To send a ship into outer space you need a lot of fuel — the heavier the rocket, the more propellant you need. But most of a rocket ship’s mass comes from its fuel, so the majority of a rocket’s fuel goes to launching its fuel, leaving little room for other cargo. Additionally, the enormous stress that rockets encounter escaping the Earth’s atmosphere makes it enormously expensive to lift each ounce into space. Planetary Resources would necessarily incur painfully high expenses to put even relatively light mining equipment onto any asteroid, meaning the company will never be able to use the massive mining machines that ably dig out precious metals from terrestrial soil.
Planetary Resources hopes to use solar power to break down the water on asteroids into hydrogen and oxygen, which it could then use to produce fuel. Although this fuel could never be used to launch a rocket into space, it could propel a ship that had already left Earth. Planetary Resources could potentially use this water-based propellant to power its spaced-based mining operations. An easier source of profit would be to sell the water to NASA as a source of propellant, oxygen and (obviously) drinking water.
Planetary Resources’ best path to profitability, consequently, will be if NASA and its foreign counterparts undertake major new space missions. This would probably require a sustained economic recovery in the developed world and an advertising and lobbying campaign to promote interest in space exploration.
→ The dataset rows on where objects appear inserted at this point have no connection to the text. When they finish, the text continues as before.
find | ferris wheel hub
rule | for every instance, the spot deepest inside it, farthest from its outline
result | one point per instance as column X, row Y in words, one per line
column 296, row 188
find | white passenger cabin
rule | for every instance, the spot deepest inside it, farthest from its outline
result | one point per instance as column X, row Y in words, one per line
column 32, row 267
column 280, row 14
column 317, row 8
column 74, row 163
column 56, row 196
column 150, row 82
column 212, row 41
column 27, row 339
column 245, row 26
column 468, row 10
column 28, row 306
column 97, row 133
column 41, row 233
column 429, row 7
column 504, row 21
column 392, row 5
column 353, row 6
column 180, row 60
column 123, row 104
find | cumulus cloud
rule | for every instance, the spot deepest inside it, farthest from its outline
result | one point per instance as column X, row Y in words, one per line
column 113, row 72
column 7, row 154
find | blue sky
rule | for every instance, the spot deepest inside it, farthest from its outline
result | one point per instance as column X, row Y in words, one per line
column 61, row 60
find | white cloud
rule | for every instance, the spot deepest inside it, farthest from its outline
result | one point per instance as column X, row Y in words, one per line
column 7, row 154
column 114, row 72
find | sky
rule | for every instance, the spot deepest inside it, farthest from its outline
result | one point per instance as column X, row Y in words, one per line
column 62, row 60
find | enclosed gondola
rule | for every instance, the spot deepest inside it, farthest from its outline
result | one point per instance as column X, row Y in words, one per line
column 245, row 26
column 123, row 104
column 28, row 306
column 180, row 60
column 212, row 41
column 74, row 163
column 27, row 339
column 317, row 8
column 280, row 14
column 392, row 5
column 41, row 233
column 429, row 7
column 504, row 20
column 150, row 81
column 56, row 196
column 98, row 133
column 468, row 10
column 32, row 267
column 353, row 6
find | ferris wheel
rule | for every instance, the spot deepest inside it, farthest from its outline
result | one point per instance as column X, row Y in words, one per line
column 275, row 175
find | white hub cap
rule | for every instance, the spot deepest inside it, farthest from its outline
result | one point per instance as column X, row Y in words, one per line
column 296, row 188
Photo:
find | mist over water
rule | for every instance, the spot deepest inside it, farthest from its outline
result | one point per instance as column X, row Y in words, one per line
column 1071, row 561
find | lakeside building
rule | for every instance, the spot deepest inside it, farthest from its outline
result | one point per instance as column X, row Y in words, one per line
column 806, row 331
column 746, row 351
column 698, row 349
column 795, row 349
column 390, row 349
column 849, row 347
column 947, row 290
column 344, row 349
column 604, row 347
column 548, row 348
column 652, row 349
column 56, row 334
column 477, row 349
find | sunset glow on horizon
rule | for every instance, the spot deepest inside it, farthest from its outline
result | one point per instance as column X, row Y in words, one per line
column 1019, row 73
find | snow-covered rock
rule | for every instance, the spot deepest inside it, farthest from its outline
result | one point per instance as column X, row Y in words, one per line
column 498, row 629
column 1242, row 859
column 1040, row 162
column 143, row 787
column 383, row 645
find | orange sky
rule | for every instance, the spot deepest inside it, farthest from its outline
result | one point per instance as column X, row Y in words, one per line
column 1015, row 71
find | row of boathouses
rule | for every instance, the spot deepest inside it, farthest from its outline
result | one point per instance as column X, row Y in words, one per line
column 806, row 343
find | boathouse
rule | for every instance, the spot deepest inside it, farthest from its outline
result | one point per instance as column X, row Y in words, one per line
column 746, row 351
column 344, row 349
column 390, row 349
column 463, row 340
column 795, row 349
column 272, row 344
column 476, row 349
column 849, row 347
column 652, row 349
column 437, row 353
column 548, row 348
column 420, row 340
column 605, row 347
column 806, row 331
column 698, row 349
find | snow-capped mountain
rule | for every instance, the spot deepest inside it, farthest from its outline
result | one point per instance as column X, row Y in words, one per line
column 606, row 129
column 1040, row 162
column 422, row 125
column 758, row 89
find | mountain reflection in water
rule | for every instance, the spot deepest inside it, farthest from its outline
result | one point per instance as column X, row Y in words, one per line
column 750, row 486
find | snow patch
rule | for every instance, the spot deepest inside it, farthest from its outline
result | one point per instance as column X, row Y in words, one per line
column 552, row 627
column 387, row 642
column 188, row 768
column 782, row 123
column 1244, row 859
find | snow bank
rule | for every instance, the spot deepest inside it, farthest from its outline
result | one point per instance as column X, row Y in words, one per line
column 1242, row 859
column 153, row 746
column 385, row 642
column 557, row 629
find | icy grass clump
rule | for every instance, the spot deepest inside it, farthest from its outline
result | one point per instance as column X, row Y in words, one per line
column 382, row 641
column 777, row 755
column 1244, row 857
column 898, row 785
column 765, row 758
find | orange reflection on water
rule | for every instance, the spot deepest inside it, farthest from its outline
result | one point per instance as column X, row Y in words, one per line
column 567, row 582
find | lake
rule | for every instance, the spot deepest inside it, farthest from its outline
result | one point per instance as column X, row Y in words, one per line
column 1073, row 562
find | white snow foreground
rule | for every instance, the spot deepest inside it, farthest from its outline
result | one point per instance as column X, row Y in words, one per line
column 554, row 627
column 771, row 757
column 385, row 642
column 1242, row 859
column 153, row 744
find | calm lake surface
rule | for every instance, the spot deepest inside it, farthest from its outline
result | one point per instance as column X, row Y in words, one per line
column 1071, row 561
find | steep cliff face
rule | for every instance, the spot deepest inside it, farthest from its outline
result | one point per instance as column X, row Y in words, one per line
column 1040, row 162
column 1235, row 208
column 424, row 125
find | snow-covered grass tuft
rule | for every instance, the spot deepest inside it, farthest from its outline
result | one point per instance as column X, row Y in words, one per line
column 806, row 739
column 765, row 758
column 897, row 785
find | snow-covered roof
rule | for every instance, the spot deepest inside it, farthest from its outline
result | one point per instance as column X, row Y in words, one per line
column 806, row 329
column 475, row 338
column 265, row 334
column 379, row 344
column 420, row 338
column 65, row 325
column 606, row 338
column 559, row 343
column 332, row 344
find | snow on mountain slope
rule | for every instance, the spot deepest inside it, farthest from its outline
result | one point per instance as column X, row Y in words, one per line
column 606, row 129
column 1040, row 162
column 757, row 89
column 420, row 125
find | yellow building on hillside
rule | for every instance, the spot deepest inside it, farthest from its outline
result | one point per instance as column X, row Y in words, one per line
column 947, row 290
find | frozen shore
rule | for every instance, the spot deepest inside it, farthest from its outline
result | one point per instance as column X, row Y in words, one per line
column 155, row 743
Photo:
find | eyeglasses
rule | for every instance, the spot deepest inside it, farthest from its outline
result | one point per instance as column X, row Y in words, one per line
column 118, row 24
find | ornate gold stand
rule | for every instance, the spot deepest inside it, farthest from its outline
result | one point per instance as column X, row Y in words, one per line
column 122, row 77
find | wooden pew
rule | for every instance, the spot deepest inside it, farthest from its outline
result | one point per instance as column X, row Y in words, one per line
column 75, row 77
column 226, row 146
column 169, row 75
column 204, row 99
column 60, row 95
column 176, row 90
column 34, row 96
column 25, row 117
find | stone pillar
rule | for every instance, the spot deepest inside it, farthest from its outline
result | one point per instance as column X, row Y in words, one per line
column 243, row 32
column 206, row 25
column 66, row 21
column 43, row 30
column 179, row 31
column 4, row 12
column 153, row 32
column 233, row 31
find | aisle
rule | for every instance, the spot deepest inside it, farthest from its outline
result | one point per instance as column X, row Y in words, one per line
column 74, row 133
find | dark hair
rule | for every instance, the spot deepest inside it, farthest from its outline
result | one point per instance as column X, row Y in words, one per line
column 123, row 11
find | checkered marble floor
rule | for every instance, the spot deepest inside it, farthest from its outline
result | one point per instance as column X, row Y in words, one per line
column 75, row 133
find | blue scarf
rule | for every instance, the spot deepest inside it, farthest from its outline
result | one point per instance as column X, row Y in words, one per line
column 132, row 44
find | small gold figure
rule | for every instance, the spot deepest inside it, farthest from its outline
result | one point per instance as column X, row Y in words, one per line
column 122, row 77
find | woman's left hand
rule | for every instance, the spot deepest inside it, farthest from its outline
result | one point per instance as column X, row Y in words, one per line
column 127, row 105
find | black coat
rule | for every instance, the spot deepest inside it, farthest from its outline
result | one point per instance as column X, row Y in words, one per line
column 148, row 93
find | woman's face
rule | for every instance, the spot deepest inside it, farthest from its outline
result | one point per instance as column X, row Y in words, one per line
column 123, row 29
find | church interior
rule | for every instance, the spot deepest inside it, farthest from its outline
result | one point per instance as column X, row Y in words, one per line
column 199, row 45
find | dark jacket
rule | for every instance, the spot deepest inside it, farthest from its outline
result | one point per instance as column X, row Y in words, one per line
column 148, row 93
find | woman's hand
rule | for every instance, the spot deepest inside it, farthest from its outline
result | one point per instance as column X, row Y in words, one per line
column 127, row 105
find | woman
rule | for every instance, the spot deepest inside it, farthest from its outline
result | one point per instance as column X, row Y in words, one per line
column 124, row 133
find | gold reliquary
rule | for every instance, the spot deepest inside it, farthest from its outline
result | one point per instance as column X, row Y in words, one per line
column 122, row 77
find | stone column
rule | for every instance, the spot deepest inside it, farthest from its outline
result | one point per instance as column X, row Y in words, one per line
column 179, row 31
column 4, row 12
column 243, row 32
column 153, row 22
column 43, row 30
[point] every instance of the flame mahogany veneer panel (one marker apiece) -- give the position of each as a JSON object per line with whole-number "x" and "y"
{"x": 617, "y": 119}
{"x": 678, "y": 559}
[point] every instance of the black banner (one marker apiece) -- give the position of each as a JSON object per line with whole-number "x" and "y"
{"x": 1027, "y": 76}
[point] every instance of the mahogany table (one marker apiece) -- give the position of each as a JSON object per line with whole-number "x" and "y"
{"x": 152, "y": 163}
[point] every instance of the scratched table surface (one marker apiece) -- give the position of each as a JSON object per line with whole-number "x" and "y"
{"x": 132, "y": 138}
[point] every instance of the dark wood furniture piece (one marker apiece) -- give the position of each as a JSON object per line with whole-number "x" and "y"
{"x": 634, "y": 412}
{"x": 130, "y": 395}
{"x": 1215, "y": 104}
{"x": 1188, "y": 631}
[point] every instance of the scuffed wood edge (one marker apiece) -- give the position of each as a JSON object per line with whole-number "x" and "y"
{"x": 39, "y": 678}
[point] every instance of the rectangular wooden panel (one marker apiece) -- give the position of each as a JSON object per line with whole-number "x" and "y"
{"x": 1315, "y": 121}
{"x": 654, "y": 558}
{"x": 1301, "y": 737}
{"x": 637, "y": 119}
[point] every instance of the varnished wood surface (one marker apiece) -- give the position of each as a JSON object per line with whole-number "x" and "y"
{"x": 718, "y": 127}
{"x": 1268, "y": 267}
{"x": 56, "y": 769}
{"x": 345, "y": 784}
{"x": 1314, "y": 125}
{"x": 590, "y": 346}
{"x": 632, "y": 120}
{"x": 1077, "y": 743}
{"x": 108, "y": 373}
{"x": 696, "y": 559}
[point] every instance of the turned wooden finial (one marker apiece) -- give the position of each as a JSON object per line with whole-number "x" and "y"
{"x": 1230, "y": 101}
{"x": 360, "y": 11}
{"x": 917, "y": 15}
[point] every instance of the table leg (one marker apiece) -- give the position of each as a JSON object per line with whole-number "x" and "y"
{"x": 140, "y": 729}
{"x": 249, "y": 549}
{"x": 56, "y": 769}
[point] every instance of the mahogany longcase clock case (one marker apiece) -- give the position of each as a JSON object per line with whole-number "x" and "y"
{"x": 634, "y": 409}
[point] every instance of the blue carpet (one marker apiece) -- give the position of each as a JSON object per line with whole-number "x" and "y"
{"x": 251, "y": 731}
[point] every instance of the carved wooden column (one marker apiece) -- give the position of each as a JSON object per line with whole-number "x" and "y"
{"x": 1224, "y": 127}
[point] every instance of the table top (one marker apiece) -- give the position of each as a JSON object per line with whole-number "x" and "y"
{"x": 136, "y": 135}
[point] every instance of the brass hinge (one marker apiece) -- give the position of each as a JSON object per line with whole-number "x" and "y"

If you think that Planetary Resources has a decent chance of doing this, beneficiaries could include companies such as Boeing that make equipment for NASA.
If Planetary Resources can cover much of its upfront costs by selling fuels to others, it could then start trying to send minerals back to Earth. Since the earth lies at the bottom of a deep “gravity well,” it’s much cheaper to move something from space to Earth than to do the reverse.
As of this writing, gold and platinum sell for roughly $1,500 an ounce. But these metals are valuable in large part because they are rare, so if large quantities of such resources were brought back to Earth, their prices would plummet. An interesting implication of this is that if microscopic life were detected on Mars or, say, in an underground ocean of a Jovian moon, I would expect the price of gold to immediately fall as investors factor in the increased likelihood of asteroid mining.
Mitigating any fall in price, however, would be the possibility of new uses for asteroid metals. Platinum’s high price undoubtedly limits its industrial use. I’d bet that even now some engineers are imagining what new applications they could put platinum to if asteroid mining were to cut its price. Hope for these new applications would to some extent prop up prices, and expectations of this have likely played into Planetary Resources’ revenue projections.